Der Krieg in Kurdistan - nun auch bei uns?

Türkische Nationalisten wollen u.a. in Berlin und Hamburg gegen PKK- und IS-Terrorismus demonstrieren. Linke Gruppe planen Proteste dagegen

Am kommenden Sonntag will die bisher unbekannte "Initiative Friedensmarsch für die Türkei" (AYTK) in Berlin, Dortmund, Düsseldorf, Frankfurt/Main, Hannover, Hamburg, Köln, Nürnberg, München und Wuppertal "Protest gegen den Terror der PKK und des IS" auf die Straße bringen. Neben AYTK rufen verschiedene fundamental-islamische und faschistische Gruppierungen zu der Anti-PKK- und IS-Demo auf. Kurdische, türkische, alevitische, gewerkschaftliche und auch islamische Gruppen rufen zu Gegen-Demonstrationen unter dem Motto "Kein Fußbreit den türkischen Faschisten!" auf.

Aufruf zu den Demos

Das verheißt nichts Gutes und könnte zur Folge haben, dass der Kurdistan-Konflikt künftig auch in bundesdeutschen Städten ausgetragen wird. Doch ganz so weit weg, wie wir vielleicht denken, ist dieser Konflikt ohnehin nicht. Und wurde auch schon in der Vergangenheit hierzulande gewaltsam ausgetragen. Bereits Anfang der 1908er Jahre gehörten für türkische und kurdische Linke Angriffe von türkischen Faschisten häufig zum Alltag.

Vermutlich ist die Bundesrepublik in keinen militärischen Konflikt auf der Welt so stark eingebunden wie in den Krieg der Türkei in Kurdistan. Nach 1990 erhielten die Türkei und Griechenland zu gleichen Teilen ausrangierte Rüstungsgüter der Nationalen Volksarmee (NVA), der Armee der ehemaligen DDR. Immer wieder gingen Bilder von deutschen Panzern im Einsatz gegen die kurdische Bevölkerung um die Welt.

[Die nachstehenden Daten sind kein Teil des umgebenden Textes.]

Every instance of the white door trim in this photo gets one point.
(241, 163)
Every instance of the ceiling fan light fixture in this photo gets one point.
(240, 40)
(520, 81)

Seit dem Verbot kurdischer Organisationen und Vereine im November 1993 wurden und werden tausende Menschen kurdischer Herkunft kriminalisiert. Razzien, Vereinsverbote und Durchsuchungen, Verhaftungen und polizeiliche Aufforderungen zur Denunziation gehören zum Alltag.

Als PKK-Chef Abdullah Öcalan auf der Flucht Asyl in Italien erhielt, beantragte der damalige Bundeskanzler Gerhard Schröder aufgrund des internationalen Haftbefehls von 1990 die Auslieferung - statt die Chance zu nutzen und aktiv in den Friedensprozess einzugreifen (PKK: (K)eine Erfolgsgeschichte).

Aus einem Video, das zu den Demos aufruft.

Schon seit Jahrzehnten kommt es immer wieder zu Übergriffen auf linke kurdische, alevitische und türkische Personen und Organisationen. Spätestens seit den Pro-Rojava-Demonstrationen 2014 sind auch Übergriffe islam-fundamentalistischer Gruppierungen bekannt.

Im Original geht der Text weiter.